Les prisonniers palestiniens racontent les affres de la torture et de la maltraitance

Dès l’arrivée des otages en Israël, les deux bus prennent la route, escortés par des véhicules de la police et de l’armée, vers Beitunia, près de Ramallah, en Cisjordanie occupée. Ils sont reçus par des scènes de liesse de dizaines de milliers de personnes qui les attendaient.

Ils sont 32 à avoir été transférés dans cette région, alors que 150 autres ont été transférés, dans trois bus, vers Ghaza,  via le terminal de Kerem Shalom. Vêtus d’uniformes gris de prison, ils sont accueillis par des milliers de Palestiniens rassemblés autour des bus à l’approche de l’hôpital européen de la ville. En tout, 183 prisonniers sont libérés, dont 111 arrêtés à Ghaza, après le 7 octobre 2023,  en contrepartie de la remise de 3 otages israéliens.

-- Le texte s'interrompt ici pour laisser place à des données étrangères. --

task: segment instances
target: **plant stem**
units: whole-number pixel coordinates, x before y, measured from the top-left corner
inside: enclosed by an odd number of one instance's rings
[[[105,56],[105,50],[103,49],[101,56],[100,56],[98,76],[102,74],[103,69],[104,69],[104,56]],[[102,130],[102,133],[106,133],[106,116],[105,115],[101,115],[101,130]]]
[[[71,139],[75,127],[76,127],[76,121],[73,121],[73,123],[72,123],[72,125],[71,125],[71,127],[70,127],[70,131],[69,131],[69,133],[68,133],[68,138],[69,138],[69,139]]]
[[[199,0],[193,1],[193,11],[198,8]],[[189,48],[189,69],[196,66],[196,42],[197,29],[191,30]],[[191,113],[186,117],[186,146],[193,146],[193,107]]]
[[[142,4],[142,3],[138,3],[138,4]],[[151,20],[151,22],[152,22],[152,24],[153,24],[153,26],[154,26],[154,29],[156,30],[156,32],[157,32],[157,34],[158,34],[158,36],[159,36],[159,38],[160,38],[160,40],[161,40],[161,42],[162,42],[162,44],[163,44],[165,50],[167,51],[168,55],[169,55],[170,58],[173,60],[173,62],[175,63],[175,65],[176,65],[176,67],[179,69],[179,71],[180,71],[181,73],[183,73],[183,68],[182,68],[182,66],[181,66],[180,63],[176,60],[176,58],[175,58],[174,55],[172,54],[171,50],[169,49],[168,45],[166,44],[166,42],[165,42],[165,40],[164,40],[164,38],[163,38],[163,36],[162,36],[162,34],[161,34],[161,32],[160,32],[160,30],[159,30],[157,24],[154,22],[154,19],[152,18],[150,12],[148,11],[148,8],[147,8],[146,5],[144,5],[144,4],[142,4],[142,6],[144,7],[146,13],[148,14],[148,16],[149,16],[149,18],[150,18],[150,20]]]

Si ces derniers sont en bonne santé, selon  les rapports du CICR et des hôpitaux vers lesquels ils ont été évacués dès leur arrivée à Tel-Aviv, la majorité des prisonniers palestiniens n’arrivaient même pas à tenir sur leurs jambes, et souffraient de nombreuses maladies, mais aussi de graves lésions provoquées par le mauvais traitement et la torture subis durant leur détention. Le Hamas a condamné, hier, la «laideur de la torture» à laquelle ils sont soumis dans les prisons de l’occupation.

Dans son communiqué il affirme que «la libération de nos prisonniers des prisons de l’occupation vers les hôpitaux à la suite de tortures confirme la laideur de ce à quoi ils sont soumis dans les prisons israéliennes»  et averti que «les violations horribles et continues contre nos prisonniers sont des crimes de guerre qui nécessitent une intervention internationale pour les arrêter et demander des comptes à leurs auteurs».

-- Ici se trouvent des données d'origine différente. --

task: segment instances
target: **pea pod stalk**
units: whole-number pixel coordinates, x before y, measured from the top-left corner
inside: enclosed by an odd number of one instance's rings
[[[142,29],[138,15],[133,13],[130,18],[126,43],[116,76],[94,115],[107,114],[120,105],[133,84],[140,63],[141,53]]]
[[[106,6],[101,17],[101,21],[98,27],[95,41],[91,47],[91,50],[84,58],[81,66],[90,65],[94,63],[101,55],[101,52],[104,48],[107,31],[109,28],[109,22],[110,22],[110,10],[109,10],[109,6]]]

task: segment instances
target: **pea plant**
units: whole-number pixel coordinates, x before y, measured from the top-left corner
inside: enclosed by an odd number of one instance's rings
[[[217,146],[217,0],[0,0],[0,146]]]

Même si officiellement, le CICR n’a pas évoqué, dans son communiqué d’hier, l’état des prisonniers palestiniens, le journal israélien de gauche The Haaretz, cite une source sécuritaire sans la nommer : «Le CICR  a exprimé sa colère face à la manière dont les services pénitentiaires israéliens ont traité les prisonniers de sécurité lors de leur libération de la prison de Ketziot, située au désert de Neguev, hier.»  Tous les témoignages des prisonniers palestiniens libérés se rejoignent pour raconter l’horreur vécue dans les centres de détention, qualifiés de «mouroir».

Bon nombre de prisonniers sont devenus méconnaissables, et portent sur leur visage le poids de la douleur et de la maltraitance. Vêtus d’uniformes gris de prison, ces détenus, dont 118 condamnés à des peines lourdes (54 ), la perpétuité (11) ou non encore jugés ( 111),  arrêtés après le 7 octobre 2023, sont rentrés chez eux, comme des loques humaines. Parmi eux  150 (les peines lourdes et la condamnation à vie) ont été  renvoyés, à Ghaza. Ils ont eu un accueil indescriptible de la population. Dès l’arrivée des trois bus qui les transportaient, une marée humaine les a réceptionnés, sur le chemin de l’hôpital européen de la ville.